Les artistes contemporains n’ont pas oublié la leçon antique. De Ian Hamilton Finlay à Nicolas Moulin en passant par les artistes de l’Arte povera, histoires d’utopie.

 «Rêvée » au XVIIIe siècle, l’Antiquité n’a pas disparu de l’imaginaire contemporain. Symbole institué de la naissance de l’art occidental, elle fait l’objet de multiples citations, appropriations, réminiscences, qui concourent à la célébrer autant qu’à la mettre en question. Porteuse de cette ambiguïté, la référence à l’antique dans l’art contemporain semble fonctionner comme un renvoi aux origines propice à une réflexion de l’art sur lui-même. C’est de cette méditation que procèdent les œuvres du poète et artiste conceptuel Ian Hamilton Finlay (1925-2006). Son « Little Sparta », jardin-musée édifié à Stonypath, en Écosse (1966-2006), a été imaginé dans la pure tradition néoclassique. Jalonné de stèles, temples, colonnades et obélisques, il pourrait n’être qu’un refuge pour érudits nostalgiques. Mais Finlay joue de l’anachronisme, érigeant une pyramide à la mémoire du peintre romantique Friedrich, ou inscrivant le mot « pittoresque » au milieu du paysage : plus que l’antique, c’est toute la culture occidentale qui est ici la matière première du paysagiste. L’évocation du grand art européen témoin d’une civilisation de l’excellence et de la vertu se frotte au motif obsessionnel de la guerre dans son « jardin romain » où l’on trouve la sculpture d’un avion de la Navy ou du premier sous-marin nucléaire. L’étonnante association suggère l’ambivalence du génie et interroge le paradoxe d’une civilisation bâtisseuse autant que destructrice. Corroborant l’hypothèse, Finlay édita en 1983 une affiche où l’on pouvait lire « Neoclassicism needs you », en écho au « America needs you » des recruteurs de l’armée américaine.

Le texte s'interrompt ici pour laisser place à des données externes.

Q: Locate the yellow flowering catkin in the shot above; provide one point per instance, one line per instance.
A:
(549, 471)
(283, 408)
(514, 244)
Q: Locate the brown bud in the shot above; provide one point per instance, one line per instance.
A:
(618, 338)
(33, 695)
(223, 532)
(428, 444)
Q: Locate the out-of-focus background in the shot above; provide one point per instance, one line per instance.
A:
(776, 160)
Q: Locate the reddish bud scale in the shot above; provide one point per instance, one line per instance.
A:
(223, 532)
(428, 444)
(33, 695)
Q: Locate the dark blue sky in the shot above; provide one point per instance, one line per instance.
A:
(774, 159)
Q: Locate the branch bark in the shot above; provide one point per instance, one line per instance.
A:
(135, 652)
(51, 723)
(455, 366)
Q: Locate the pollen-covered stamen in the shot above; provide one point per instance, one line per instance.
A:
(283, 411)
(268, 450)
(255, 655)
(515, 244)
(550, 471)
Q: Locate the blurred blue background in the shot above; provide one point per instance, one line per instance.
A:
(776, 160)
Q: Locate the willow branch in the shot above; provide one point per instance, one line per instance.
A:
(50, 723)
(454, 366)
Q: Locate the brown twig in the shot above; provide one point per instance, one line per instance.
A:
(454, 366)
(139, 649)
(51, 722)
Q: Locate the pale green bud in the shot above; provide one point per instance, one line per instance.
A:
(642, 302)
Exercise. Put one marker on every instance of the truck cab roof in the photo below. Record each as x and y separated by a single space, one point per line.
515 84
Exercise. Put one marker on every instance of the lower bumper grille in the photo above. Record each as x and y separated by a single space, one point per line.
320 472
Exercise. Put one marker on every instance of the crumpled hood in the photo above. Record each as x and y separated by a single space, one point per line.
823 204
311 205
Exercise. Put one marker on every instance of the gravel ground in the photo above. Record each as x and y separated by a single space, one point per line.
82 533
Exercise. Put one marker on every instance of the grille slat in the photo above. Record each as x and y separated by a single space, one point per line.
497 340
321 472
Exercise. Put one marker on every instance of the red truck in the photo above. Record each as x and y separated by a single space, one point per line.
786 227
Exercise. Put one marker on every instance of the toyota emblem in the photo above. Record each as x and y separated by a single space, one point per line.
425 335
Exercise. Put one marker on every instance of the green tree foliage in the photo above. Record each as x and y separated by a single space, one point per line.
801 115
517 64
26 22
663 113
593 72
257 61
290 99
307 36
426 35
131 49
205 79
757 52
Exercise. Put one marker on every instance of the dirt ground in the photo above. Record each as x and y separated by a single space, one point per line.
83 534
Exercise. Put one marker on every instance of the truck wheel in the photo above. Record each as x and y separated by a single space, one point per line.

Cet amour sincère de l’Antiquité anime aussi Anne et Patrick Poirier qui en ont fait le territoire de leurs rêveries comme le motif d’une réflexion sur le temps et la mémoire. La multiplication de leurs relevés, plans, photographies, moulages ou empreintes (comme celles prélevées sur des visages de statues à l’aide de papier japon) questionne la possibilité même de conserver la mémoire des choses disparues et rapporte l’Histoire à une énigme. Entre 1975 et 1978, les Poirier réalisent une série de maquettes de ruines. Domus aurea IV est la reconstitution fantasmée de la demeure de Néron à Rome. Composée de charbon de bois et de fusain sur un lit d’anthracite, la maquette est la métaphore d’un organisme foudroyé par un incendie, à jamais figé dans le silence, une vision du chaos qui n’est pas sans évoquer les images vues d’avion d’Hiroshima. Là encore, la référence historique pointe la fragilité d’un monde et réveille ses forces autodestructrices. Cette violence primitive contenue dans le berceau antique, bien loin du calme apollinien auquel se référait le néoclassicisme, ressurgit dans la figure des géants mythologiques (Fontaine aux géants, Villeurbanne, 1985). 

Vénus, idole et ménagère
La citation de l’Antiquité, prévalente dans l’œuvre de l’Italien Giulio Paolini, sert à mettre en crise les fondements mêmes de l’idée d’art dans la culture occidentale, en particulier le concept de « mimésis ». Cette démarche participe de la volonté de rupture de l’Arte povera. Pour Mimesi (1975), l’artiste met face à face deux moulages en plâtre d’une même Vénus. La répétition mine le concept d’œuvre unique et vide la représentation de son contenu symbolique, une absence qui justifierait, plus que leur nudité, le geste de pudeur de ces Vénus. Ce dispositif en miroir, fréquent dans l’œuvre de Paolini, met en scène un bégaiement de l’Histoire : les vérités établies y perdent leur autorité et l’histoire de l’art semble enfermée dans un schéma d’autoréflexion narcissique. Le miroir incrusté dans l’œil droit du David de Michel-Ange moulé par l’artiste (Elegia, 1969) produit la même aporie. 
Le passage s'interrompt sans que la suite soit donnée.